Pre-draft measurables
| Height | Weight | Arm length | Hand span | 40-yard dash | 10-yard split | 20-yard split | Bench press |
| 6 ft 4+3⁄8 in (1.94 m) | 303 lb (137 kg) | 32+3⁄4 in (0.83 m) | 9+1⁄4 in (0.23 m) | 5.50 s | 1.95 s | 3.21 s | 33 reps |
All values from NFL Combine

===Green Bay Packers===
Hanson was selected by the Green Bay Packers with the 208th overall pick in the sixth round of the 2020 NFL draft. He was signed on July 10, 2020. During training camp, Hanson had to adjust to working with a quarterback under center, as opposed to shotgun or pistol formations. He was waived on September 5, 2020, and was signed to the practice squad the next day. He was placed on the practice squad/injured list on October 13. On January 26, 2021, Hanson signed a reserves/futures contract with the Packers. He signed his tender offer from the Packers on April 18, 2022, to keep him with the team.

Hanson made his first NFL start on September 11, 2022, at guard, in a 23–7 loss to the Minnesota Vikings. On October 22, 2022, Hanson was placed on injured reserve.
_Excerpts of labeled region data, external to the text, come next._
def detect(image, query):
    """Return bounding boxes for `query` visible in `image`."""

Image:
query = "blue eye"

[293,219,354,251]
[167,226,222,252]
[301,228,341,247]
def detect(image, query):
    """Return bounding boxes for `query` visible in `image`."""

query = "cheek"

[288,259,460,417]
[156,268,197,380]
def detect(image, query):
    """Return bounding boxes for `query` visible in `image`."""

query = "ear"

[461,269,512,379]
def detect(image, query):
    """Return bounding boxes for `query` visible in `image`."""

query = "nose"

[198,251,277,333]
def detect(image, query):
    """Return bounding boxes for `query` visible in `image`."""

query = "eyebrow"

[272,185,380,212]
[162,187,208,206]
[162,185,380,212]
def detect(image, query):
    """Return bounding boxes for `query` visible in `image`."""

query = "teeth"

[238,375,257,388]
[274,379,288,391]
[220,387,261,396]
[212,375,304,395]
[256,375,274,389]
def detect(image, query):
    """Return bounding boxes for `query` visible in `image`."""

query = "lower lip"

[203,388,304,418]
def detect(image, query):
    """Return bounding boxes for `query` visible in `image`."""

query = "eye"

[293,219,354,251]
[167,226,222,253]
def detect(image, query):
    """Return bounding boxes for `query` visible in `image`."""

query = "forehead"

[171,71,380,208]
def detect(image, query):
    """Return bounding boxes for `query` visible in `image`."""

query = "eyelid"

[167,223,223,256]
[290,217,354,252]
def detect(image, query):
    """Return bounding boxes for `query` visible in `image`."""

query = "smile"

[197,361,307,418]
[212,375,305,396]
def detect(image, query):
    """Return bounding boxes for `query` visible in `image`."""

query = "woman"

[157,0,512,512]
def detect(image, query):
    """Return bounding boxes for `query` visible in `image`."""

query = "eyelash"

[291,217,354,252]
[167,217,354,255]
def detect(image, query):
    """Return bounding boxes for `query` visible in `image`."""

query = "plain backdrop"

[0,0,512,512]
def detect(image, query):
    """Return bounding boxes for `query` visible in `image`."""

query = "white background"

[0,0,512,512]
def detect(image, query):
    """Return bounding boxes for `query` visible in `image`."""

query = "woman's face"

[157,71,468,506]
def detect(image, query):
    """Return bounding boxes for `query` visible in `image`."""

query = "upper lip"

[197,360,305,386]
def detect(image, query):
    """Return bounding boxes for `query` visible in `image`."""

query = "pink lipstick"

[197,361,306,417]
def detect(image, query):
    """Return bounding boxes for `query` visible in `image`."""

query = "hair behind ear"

On August 22, 2023, Hanson was waived/injured by the Packers.

===New York Jets===
On November 6, 2023, Hanson was signed to the New York Jets practice squad. He was signed to the active roster on December 9.

On August 27, 2024, Hanson was released by the Jets and re-signed to the practice squad. He was promoted to the active roster on September 9.

===Atlanta Falcons===
On August 10, 2025, Hanson signed with the Atlanta Falcons. He was placed on injured reserve on August 23, and released shortly after.